Este ano, foram três condenações, sendo que em duas delas a pena de reclusão e detenção pôde ser revertida em prestação pecuniária e de serviços à comunidade. Quando ao outro o infrator, teve que cumprir detenção de quatro meses, segundo o o TJSC.

Um dos processos que ainda deve ser julgado é o do casal flagrado em lancha fazendo sexo. Segundo o Ministério Público de Santa Catarina (MPSC), um acordo deve ser apresentado. O crime de ato obsceno é previsto em lei ( Art. 233 do Código Penal) e pode ter pena de detenção ou multa (veja mais abaixo).

“O crime de ato obsceno visa proteger o pudor público, para que ninguém precise presenciar algo desrespeitoso, como uma pessoa mostrando as partes íntimas, alguém andando pelado no meio da rua, praticando ato sexual em público, essas situações”, explica o coordenador da Comissão de Segurança Pública da OAB de Blumenau, Rodrigo Novelli.

Segundo o coordenador da Comissão de Segurança Pública da Ordem dos Advogados do Brasil (OAB) de Blumenau, no Vale do Itajaí, Rodrigo Novelli os números poderiam ser maiores caso houvesse registro junto aos órgãos de segurança pública.

Como é o caso do casal flagrado fazendo sexo na praia onde não houve abertura de um Boletim do Ocorrência relatando os fatos. Segundo os bombeiros, eles foram advertidos por guarda-vidas que monitoravam o local e após a abordagem o casal deixou a praia.

Penalidade

Segundo Rodrigo Novelli, se a pessoa denunciada não tiver antecedentes neste tipo de delito e em outro crime atrelado ao ato libidinoso, como por exemplo o estupro, a pena prevista é de três meses a um ano de detenção ou multa. Caso contrário pode ser decidido pela reclusão.

De acordo com o especialista, esta é uma infração de menor potencial ofensivo, que tramita inclusive em um juizado especial. Normalmente, o Ministério Público (MP) propõe a Justiça que seja feito um acordo.

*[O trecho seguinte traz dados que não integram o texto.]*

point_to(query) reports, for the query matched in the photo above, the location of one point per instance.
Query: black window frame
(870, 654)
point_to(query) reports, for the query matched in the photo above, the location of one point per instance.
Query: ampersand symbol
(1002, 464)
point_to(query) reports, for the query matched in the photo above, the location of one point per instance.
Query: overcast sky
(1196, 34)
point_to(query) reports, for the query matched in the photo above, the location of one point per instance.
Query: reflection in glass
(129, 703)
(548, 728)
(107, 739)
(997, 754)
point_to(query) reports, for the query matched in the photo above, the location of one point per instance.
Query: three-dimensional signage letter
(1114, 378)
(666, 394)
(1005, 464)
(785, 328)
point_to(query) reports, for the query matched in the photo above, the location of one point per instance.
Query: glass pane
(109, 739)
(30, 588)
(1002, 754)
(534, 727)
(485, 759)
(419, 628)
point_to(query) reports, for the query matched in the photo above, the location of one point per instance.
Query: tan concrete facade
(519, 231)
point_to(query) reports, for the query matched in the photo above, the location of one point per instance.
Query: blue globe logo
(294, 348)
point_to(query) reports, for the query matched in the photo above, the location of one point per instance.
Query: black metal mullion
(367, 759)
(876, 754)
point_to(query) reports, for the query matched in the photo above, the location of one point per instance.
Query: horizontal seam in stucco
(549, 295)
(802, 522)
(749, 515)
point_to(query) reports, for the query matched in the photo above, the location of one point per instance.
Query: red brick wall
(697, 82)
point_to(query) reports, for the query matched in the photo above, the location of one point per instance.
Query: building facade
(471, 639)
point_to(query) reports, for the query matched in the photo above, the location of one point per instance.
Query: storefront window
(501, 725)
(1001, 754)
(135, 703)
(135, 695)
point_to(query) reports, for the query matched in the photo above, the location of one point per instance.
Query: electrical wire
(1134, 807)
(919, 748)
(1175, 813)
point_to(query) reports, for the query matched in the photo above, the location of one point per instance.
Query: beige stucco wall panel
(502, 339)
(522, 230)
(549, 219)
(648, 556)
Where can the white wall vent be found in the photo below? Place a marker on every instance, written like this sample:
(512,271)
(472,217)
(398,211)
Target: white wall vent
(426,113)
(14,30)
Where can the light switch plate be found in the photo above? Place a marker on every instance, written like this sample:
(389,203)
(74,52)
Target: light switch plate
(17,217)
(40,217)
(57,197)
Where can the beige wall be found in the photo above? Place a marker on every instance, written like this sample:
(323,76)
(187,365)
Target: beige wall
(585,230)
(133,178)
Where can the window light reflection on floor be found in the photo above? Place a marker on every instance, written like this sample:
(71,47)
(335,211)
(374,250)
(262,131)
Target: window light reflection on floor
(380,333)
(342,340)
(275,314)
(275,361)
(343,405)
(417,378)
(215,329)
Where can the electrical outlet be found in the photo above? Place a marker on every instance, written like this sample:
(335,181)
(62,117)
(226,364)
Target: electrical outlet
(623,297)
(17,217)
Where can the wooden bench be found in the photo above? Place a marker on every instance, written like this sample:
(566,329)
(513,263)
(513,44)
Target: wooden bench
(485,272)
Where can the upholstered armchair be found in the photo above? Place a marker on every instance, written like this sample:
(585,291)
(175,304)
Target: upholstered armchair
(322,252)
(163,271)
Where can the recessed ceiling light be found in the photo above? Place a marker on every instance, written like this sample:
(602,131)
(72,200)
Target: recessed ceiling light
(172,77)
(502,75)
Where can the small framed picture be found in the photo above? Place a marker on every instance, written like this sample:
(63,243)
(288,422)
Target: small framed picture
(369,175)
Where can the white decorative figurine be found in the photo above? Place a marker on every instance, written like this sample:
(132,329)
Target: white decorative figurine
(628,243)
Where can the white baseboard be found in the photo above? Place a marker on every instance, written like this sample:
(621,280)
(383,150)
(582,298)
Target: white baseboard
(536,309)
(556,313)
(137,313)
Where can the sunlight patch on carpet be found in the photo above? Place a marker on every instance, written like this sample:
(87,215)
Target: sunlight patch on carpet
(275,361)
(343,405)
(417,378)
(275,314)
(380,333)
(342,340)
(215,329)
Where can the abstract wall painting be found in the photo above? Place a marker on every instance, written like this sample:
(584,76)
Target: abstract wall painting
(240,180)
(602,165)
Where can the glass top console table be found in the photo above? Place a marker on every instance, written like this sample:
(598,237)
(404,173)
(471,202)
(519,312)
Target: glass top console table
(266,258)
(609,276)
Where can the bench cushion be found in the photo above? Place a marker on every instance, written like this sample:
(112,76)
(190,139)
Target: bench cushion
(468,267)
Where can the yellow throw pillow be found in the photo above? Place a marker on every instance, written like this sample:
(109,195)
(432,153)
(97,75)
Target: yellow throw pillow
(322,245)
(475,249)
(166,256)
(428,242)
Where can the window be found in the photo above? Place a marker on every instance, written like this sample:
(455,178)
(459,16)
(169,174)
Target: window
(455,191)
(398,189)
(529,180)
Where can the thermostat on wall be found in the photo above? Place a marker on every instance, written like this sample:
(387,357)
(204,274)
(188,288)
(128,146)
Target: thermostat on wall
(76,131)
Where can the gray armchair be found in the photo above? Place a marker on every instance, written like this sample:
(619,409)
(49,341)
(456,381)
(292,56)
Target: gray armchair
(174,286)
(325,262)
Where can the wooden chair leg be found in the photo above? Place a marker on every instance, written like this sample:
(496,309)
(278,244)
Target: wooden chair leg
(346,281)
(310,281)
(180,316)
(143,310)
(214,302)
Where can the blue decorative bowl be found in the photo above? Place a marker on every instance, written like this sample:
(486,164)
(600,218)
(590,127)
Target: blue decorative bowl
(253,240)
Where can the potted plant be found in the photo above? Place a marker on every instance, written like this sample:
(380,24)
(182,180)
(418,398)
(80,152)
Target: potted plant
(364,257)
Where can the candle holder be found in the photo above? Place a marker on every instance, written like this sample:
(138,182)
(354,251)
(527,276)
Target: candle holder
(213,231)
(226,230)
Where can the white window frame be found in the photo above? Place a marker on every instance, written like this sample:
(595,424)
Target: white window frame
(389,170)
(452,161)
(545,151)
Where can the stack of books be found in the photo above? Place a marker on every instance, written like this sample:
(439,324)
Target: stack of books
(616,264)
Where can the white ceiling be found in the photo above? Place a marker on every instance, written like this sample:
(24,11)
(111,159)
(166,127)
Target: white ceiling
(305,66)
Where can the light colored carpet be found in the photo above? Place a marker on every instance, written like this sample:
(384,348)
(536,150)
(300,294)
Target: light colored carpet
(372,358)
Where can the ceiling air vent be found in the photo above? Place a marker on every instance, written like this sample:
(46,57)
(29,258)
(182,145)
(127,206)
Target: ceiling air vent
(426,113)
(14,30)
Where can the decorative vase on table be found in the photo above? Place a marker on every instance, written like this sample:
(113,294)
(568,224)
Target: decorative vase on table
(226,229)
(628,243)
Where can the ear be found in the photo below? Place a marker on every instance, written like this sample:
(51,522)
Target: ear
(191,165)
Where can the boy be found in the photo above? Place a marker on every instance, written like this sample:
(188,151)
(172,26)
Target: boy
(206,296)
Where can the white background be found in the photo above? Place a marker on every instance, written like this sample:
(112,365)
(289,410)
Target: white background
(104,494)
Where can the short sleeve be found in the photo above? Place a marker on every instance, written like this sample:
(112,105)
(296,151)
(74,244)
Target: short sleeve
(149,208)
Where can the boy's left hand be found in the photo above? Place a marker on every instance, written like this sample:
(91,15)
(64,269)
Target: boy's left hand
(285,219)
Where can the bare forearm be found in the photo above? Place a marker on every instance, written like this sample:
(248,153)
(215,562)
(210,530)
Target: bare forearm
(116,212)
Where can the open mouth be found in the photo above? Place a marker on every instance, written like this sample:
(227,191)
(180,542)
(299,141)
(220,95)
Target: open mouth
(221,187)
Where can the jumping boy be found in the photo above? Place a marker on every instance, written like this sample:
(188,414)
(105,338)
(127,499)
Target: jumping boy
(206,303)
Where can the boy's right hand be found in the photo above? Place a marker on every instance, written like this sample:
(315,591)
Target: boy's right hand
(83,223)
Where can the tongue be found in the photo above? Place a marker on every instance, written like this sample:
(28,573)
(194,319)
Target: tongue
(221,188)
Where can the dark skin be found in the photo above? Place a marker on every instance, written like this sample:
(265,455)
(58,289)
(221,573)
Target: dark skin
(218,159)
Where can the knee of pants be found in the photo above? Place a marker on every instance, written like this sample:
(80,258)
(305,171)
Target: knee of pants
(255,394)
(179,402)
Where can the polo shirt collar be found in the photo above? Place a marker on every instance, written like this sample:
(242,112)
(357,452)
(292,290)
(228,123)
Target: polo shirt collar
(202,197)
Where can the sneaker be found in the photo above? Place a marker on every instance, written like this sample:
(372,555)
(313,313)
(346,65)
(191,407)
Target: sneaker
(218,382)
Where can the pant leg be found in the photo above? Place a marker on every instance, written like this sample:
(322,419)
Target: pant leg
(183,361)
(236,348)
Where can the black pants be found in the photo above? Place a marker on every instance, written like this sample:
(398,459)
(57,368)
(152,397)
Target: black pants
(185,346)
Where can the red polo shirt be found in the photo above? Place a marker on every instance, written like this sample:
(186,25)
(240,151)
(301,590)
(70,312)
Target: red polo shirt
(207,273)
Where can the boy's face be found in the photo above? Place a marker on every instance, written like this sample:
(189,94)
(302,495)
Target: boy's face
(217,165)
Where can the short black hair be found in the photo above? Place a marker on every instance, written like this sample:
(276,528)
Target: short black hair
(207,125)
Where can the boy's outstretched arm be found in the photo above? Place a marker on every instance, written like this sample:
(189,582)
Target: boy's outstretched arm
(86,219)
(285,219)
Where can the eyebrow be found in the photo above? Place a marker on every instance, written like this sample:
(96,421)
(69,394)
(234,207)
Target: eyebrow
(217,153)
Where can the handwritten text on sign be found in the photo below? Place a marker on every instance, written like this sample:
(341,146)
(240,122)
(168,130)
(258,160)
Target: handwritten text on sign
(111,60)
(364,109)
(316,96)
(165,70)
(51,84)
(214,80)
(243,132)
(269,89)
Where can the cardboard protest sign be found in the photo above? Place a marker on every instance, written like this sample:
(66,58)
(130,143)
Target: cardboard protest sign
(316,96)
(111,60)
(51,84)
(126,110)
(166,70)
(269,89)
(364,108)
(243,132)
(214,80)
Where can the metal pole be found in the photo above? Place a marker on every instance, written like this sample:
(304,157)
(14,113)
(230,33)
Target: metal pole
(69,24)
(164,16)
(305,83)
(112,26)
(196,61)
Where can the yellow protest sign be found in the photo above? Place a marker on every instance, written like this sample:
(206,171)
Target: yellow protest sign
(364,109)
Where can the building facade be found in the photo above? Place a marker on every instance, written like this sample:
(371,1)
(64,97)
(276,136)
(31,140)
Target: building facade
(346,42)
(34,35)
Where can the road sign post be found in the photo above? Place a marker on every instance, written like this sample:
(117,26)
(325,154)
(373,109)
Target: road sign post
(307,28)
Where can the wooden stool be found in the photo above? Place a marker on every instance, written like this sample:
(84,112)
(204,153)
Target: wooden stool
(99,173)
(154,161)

“Por exemplo: se eu praticar um crime de menor potencial ofensivo, como eu não tenho antecedente criminal, existe a possibilidade de o promotor oferecer um acordo, que se chama transação penal. Eu preenchendo os requisitos legais, posso fazer o acordo com o Ministério Público, que pode ser pagar uma multa (definida a partir da situação financeira do infrator) ou prestar serviços à comunidade. Aí o processo encerra”, esclarece Novelli.

Segundo o Ministério Público de Santa Catarina (MPSC), é isso que pode acontecer com o casal flagrado fazendo sexo em uma lancha na Praia do Caixa D’aço em Porto Belo, no Litoral Norte. Se aceitarem o acordo, que deverá ser proposto em audiência que ainda não tem data para acontecer, os dois seguirão sem antecedentes criminais.

Contudo, a Justiça manterá um registro para o caso de haver reincidência no delito. Se o crime for cometido novamente em um intervalo de cinco anos, o casal passa a responder criminalmente.